Piet Mondrian, "Trafalgar Square," 1939-43. Oil on canvas, 57" x 47."
In terms of Mondrian's late paintings, the vibrant, syncopated "Broadway Boogie Woogie" tends to dominate the the conversation, and rightly so - it would have been exceedingly interesting to see what he would have come up with if he had been able to continue on that track for a few more years (he died of pneumonia in 1944 at age 71).
But while "Broadway Boogie Woogie" represented a significant departure from the typical Mondrian pictorial vocabulary, "Trafalgar Square," finished around the same time, was also a big move, even though it bears a stronger resemblance to the earlier works.
In terms of size, the main body of Mondrian's output would be classified as easel paintings or "cabinet pictures" - the middle scale so common to Impressionism and Cubism, made with the domestic setting in mind. Both "Broadway Boogie Woogie" and "Trafalgar Square" (along with the unfinished "Victory Boogie Woogie") represented a shift to a larger scale. It would be tidy to say that the Dutchman's move to NYC influenced him to work larger, but Trafalgar Square was started in London (hence the title). Still, it's easy to believe that New York's skyscrapers, so aesthetically linked to his earlier works, convinced him that bigger scale was the correct move. The fact that "Broadway Boogie Woogie," painted entirely in New York, is in a similar scale to "Trafalgar Square" tends to support this view.
The shift in scale is somewhat difficult to appreciate when looking at "Trafalgar Square" in reproduction, because the stripes are scaled up in proportion to the canvas - the part to whole relationship is similar to the smaller paintings of the '20's and '30's. But in person, it makes for a very different picture.
The scale is in keeping with a three-quarter-length portrait, and as such the picture demands a different sort of attention - it is more like meeting a person than peering into a small window or diorama or fish tank. The picture is still spatial to be sure, but the larger size encourages the viewer to look at the picture as opposed to into the picture. The scale also demands that it be hung relatively high, so it is impossible to apprehend it completely at eye level - you have to look up to see the top, which adds to its more commanding presence.

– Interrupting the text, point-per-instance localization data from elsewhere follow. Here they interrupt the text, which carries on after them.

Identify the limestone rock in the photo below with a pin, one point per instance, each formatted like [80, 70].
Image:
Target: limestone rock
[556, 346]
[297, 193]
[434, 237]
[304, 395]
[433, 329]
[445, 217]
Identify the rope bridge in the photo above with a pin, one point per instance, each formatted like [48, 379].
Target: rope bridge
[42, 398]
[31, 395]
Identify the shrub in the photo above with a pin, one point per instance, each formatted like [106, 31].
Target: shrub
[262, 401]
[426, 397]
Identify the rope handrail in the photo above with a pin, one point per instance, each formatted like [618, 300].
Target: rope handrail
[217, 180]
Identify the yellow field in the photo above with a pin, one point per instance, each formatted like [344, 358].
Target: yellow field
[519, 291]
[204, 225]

More importantly, the new width of stripe allows it to do double-duty, as it were; it can function as line (as it typically did in Mondrian's work) or it can function as plane. This latter distinction is quite important, because when the lines are perceived as planes, it's a short trip to seeing them as an unbroken ground behind the white and primary squares - especially when the panes of white and color get small at the sides and bottom of the picture. The five white and two yellow rectangles at the bottom left look dangerously close to dislodging themselves from the grid, and this subtle breakdown in the stability of the space reverberates throughout the rest of the picture, even the areas at the top where the the lines tend to function more like masonry, as they did with the earlier work. The ability to get that much variety from such a Spartan vocabulary is awesome.
Had Mondrian lived just a little longer, would he have been influenced to an even greater scale by his new neighbors and admirers in New York: Newman, Pollock, Kline, Rothko, et al? I think that stripe would have looked pretty good at about a foot wide.